From what I know, no ingredient or quality of shaving soap will increase or decrease the amount of hydration. Not in a meaningful way. At best, they slightly change the speed at which hair gets wet. So do temperature and pH. Strictly speaking, they don't change the speed, but they lower the levels of wetness at which different modes of wetting operate. (Let's call these modes dry, damp, and wet. It's easier to get water into something that's damp than something that's dry, and even easier to add water to something already very wet. So each mode soaks up water faster than the one before. If the next phase begins when there's less water, the tap gets turned up that much sooner.)

Soap cleans oils off the surface, but that doesn't seem to matter for shaving. As long as some part of the hair gets wet, the water will eventually soak through. But other stuff doesn't soak through the hair. This matters if you're coloring hair (using certain processes, anyway) because the color won't get past dirty/oily surfaces, and most things can't freely travel through the interior. But water (and some probably some very limited solutions) will travel through from one side to the other, just like it gets through all the other parts of us.

Soap is a surfactant which means it's also a wetting agent. This gets the water closer to the surface of hair. (Remember the wetting modes? This is the main property of soap that alters where the modes change.) This makes water soak through easier.

The glycerin in soap is an even better humectant that can hold onto a lot of water. More glycerin should mean more water in the lather and more to get into the hair. Then again, that same humectant property also helps remove that water faster as the lather dries out. Some soaps use wax (e.g. lanolin) that serve a similar purpose. Some even add oil that mostly prevents water from seeping back out of hair.

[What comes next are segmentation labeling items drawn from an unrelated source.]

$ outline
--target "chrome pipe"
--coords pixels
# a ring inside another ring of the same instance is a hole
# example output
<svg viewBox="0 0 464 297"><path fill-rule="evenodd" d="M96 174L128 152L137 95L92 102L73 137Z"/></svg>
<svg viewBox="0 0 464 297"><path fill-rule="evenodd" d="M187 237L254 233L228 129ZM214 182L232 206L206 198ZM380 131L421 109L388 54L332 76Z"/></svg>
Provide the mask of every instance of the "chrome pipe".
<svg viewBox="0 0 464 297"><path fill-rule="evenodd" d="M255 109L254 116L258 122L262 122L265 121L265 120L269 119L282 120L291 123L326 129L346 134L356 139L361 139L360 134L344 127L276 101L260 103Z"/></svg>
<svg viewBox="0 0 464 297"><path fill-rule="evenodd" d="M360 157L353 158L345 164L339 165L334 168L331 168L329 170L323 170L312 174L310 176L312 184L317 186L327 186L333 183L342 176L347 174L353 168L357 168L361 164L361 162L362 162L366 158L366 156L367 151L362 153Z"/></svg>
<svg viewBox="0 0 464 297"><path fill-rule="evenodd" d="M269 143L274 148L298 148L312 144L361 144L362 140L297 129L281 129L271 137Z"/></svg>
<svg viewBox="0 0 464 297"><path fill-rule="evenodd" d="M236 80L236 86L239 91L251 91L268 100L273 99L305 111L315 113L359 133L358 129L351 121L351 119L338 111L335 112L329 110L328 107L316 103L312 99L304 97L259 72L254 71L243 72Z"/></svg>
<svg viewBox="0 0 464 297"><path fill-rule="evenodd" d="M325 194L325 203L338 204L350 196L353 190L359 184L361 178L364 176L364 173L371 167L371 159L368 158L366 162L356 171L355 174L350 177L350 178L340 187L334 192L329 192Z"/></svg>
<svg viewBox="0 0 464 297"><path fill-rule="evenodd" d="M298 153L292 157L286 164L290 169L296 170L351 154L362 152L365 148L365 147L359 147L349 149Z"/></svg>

Of course, any of these ingredients might also serve other purposes than hydration, such as protection and lubrication. Glycerin and lanolin are emollients (moisturizer), as is any oil or fat. Any of these might prevent your beard from drying out--assuming you managed to get it hydrated in the first place. Of course, no decent shaving soap is going to have so much that it won't wet your beard. But some creams might.

Soap is also an emulsifier, which stabilizes lather, but other stabilizers are sometimes added to help make a more stable lather because a good, stable lather can hold more water.

There's a lot more going on, but it's more important for creams and gels. (And this is already way over my head.) Soaps are mostly simpler. Specifically, creams and gels might have ingredients that interact better with proteins, or use detergents that perform better than soaps with hard water, etc. (You should also realize that every fatty acid has its own affinity for water and other elements. But detergents offer a lot more variety.) In fact, many gels & canned goos don't even bother with hydration, and rely strictly on lubricating. I'm sure some soaps have some of those ingredients.